Blow me down with a feather…

… as they used to say! It’s a looooong story, but for a long time I’ve been saving up for, and agitating for, a stove for the fireplace in the living room. We have lived for long enough with a small 1980s brick-arch fireplace, which wasn’t a terrible eyesore, but really didn’t quite gel with the room. It was a very small opening into quite a large chimney, so created a horrendously cold through-draft, and made a scary loud booming noise whenever the wind outside got up a bit. The energetic draft meant that fires “took” very easily & the flames shot off up the chimney, warming the atmosphere nicely & setting fire to the chimney pot more than once, but doing almost nothing for those of us shivering in the room below. It usually burnt out very quickly, thus necessitating frequent trips to buy wood in winter, even though our garden produces quite a lot.

So a stove seemed like a sensible investment. However it was not a straightforward installation, as the flue bends around a small, now bricked-in, fireplace in the room above, so the liner couldn’t be dropped straight down. And the opening had to be enlarged to something like its original dimensions, or maybe just a bit bigger, as I wanted to be able to pop a kettle and/or casserole dish on the top in case of power cuts, or even just to utilise “free” heat.

Anyway, to cut to the chase, it’s installed now. Mysteriously the room looks a whole lot bigger, and is quite a bit warmer even when it’s not lit, as the vicious draft has just died away now the chimney isn’t “open” all the time. But the first thing that happened was that our ex-feral feline friend took such a shine to the stove that she actually singed her tail, wanting to sit so close to it. A fire-guard or screen was called for…

hotcat
There seems to be some impediment…

 

We had a little folding-screen fireguard for the brick-arch open fire. It wasn’t big enough or stable enough to discourage a heat-seeking feline missile from getting into the new enlarged opening.
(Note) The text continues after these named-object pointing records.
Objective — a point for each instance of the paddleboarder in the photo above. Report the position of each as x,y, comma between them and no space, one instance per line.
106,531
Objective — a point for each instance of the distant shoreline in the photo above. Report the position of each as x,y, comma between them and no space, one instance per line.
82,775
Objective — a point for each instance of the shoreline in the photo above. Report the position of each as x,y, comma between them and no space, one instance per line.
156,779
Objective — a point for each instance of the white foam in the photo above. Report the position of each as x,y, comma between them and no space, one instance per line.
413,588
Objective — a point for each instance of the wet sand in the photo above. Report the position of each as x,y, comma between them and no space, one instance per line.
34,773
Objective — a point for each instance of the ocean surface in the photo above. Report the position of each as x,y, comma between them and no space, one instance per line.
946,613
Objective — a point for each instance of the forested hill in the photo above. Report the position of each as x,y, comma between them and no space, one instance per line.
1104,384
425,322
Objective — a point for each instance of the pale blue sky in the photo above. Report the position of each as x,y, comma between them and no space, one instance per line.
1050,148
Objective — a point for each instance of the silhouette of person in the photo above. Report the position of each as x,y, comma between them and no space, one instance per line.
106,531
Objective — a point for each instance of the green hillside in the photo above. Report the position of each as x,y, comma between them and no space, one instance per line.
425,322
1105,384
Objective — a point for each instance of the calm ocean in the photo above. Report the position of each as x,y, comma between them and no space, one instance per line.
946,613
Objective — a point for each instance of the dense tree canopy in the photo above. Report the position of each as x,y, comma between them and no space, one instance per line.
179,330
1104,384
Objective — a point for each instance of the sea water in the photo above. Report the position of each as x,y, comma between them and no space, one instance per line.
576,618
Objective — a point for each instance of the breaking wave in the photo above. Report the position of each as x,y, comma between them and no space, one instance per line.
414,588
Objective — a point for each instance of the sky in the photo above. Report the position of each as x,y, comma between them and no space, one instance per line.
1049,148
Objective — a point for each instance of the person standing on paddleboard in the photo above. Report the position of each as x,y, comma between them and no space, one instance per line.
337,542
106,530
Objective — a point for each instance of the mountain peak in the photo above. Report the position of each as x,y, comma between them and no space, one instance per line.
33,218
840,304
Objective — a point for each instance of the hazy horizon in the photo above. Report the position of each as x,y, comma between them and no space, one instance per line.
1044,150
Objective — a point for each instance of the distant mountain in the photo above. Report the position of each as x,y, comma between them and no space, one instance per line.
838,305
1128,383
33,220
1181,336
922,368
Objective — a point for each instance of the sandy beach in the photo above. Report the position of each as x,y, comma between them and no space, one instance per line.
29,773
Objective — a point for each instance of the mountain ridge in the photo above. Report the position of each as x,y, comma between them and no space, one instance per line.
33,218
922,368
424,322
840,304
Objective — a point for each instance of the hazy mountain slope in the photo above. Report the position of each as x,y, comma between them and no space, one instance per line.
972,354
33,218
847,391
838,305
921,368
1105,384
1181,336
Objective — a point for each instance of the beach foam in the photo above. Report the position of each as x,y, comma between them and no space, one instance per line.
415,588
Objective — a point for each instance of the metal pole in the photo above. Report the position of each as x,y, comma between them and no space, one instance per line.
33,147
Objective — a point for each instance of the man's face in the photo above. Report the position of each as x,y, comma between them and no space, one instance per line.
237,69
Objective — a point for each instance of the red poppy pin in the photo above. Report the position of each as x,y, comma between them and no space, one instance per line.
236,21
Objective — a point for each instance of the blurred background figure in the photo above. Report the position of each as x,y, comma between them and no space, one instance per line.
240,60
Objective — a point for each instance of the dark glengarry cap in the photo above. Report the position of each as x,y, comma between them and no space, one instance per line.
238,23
So I started to research fireguards & fire screens… oh dear! However have I lived this long without a bejewelled fireguard?! You could spend an absolute fortune and some of them are utterly gorgeous. I really, really fell for a candle-holding gothic triptych, which would have done the winter job perfectly well & looked stunning with the candles lit in summer too…sadly, it just wasn’t quite wide enough. And nothing was quite the right height, or the right shape, or the right colour.
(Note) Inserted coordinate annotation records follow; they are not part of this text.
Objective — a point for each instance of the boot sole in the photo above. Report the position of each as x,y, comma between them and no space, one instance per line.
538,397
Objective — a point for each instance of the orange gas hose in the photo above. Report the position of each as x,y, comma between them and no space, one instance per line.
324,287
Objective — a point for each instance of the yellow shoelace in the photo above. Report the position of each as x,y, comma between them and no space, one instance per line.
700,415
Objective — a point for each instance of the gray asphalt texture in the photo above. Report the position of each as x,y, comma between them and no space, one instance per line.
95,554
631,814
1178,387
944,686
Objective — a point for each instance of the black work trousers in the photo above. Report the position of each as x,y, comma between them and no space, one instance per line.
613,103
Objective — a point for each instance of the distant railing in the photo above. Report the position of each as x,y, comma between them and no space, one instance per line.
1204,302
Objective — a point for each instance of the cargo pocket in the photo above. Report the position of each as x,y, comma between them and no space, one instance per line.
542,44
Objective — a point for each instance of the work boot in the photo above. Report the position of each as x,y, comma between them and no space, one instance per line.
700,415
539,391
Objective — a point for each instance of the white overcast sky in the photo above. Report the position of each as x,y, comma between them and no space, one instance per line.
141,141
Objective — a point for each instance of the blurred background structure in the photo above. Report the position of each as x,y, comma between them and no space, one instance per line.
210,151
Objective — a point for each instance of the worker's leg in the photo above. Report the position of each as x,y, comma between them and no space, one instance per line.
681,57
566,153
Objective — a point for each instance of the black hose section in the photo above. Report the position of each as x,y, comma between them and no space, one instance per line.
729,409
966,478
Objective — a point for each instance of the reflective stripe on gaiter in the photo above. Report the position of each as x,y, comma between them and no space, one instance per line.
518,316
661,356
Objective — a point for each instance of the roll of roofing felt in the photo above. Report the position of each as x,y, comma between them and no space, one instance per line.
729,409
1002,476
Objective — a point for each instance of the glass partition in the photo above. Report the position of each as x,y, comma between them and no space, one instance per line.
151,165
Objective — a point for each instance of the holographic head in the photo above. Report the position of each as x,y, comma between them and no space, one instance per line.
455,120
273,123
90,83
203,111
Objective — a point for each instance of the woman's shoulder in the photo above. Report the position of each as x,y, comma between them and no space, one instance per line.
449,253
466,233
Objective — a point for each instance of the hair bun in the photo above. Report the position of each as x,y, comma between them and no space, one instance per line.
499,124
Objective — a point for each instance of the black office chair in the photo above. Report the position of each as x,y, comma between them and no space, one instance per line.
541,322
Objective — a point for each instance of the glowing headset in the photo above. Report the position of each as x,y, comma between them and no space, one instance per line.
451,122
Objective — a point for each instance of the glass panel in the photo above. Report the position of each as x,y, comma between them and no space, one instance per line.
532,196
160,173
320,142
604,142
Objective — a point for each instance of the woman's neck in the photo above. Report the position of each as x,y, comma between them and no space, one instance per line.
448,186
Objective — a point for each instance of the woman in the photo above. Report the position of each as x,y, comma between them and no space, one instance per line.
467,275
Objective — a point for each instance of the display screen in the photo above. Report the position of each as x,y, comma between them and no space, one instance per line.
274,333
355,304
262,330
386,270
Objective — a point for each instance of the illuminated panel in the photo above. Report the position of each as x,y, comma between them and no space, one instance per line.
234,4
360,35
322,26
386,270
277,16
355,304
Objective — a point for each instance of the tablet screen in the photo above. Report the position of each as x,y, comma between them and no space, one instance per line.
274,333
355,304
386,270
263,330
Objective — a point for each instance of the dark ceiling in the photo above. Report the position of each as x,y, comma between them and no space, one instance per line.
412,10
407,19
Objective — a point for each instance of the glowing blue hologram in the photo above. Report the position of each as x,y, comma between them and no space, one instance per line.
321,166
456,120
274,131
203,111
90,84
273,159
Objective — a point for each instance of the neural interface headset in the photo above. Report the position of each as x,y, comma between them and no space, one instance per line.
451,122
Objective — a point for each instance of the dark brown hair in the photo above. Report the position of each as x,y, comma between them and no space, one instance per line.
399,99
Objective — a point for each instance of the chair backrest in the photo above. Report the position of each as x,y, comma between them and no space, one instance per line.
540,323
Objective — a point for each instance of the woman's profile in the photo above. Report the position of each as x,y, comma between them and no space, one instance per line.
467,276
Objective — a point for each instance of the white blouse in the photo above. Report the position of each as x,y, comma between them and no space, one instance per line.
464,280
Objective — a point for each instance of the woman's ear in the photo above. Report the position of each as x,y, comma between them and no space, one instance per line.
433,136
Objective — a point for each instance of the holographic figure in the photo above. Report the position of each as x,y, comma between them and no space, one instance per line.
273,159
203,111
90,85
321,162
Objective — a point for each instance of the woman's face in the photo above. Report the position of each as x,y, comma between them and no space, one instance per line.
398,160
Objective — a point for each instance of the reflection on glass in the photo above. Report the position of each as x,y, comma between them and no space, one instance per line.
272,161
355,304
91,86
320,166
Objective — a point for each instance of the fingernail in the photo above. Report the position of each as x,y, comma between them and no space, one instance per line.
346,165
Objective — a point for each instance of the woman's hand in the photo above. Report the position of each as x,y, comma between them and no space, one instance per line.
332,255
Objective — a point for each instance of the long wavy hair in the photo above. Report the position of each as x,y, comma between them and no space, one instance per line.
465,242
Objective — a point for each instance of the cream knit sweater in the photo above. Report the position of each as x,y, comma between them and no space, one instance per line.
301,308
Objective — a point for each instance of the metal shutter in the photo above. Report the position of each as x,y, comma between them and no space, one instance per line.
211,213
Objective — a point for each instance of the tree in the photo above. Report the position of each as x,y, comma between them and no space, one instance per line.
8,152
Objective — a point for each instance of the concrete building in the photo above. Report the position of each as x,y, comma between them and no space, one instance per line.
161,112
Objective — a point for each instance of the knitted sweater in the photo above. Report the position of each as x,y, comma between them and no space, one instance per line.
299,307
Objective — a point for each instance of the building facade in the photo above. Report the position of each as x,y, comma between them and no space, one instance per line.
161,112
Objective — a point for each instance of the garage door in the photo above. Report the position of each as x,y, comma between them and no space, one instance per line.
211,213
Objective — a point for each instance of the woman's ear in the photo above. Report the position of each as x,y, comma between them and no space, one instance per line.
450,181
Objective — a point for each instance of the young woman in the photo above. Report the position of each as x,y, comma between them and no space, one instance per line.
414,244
So I did what I always do in these tricky situations; I went down to the Tip and peered into the Metal skip. And there, bang on cue, were not one, but two candle screens… A bit of fishing with a long, strong hook and they were straight into my car ready for further duties. One, a brass one, is lovely but far too narrow, but the other, in black curly wire, was just about exactly the right height & width, and still had all its little glass candle holders intact, even after being thrown into the skip! They are both wall-hung panels, rather than fire screens, but it hasn’t been too hard to wire two of the folding panels from the old fireguard onto the sides so that it stand unsupported, fills the opening & is quite stable & pretty sturdy too. The brass one has gone for sale on my stall at Molly’s Den and should more than cover the price I paid for both of them.

Talk about serendipity; there’s something almost cosmic about the timing. I decide I really, really want a candle-screen, and lo & behold! A candle-screen that’s almost perfect for the job turns up, that very day. It’d be rude not to use it, wouldn’t it?

firescreen
Safety in spiral form…

 

3 thoughts on “Blow me down with a feather…

  1. Colleen P. December 12, 2014 / 7:45 pm

    Oh isn’t it lovely! I agree, it would just be insulting to the universe not to use it, the universe having so kindly arranged for this serendipitous gathering!

  2. stephwynnalicebradley December 14, 2014 / 9:39 pm

    what a lovely tale 🙂

  3. M Stevens December 15, 2014 / 3:48 pm

    It looks lovely, animals are always drawn to the heat, I love your lantern by the fire also.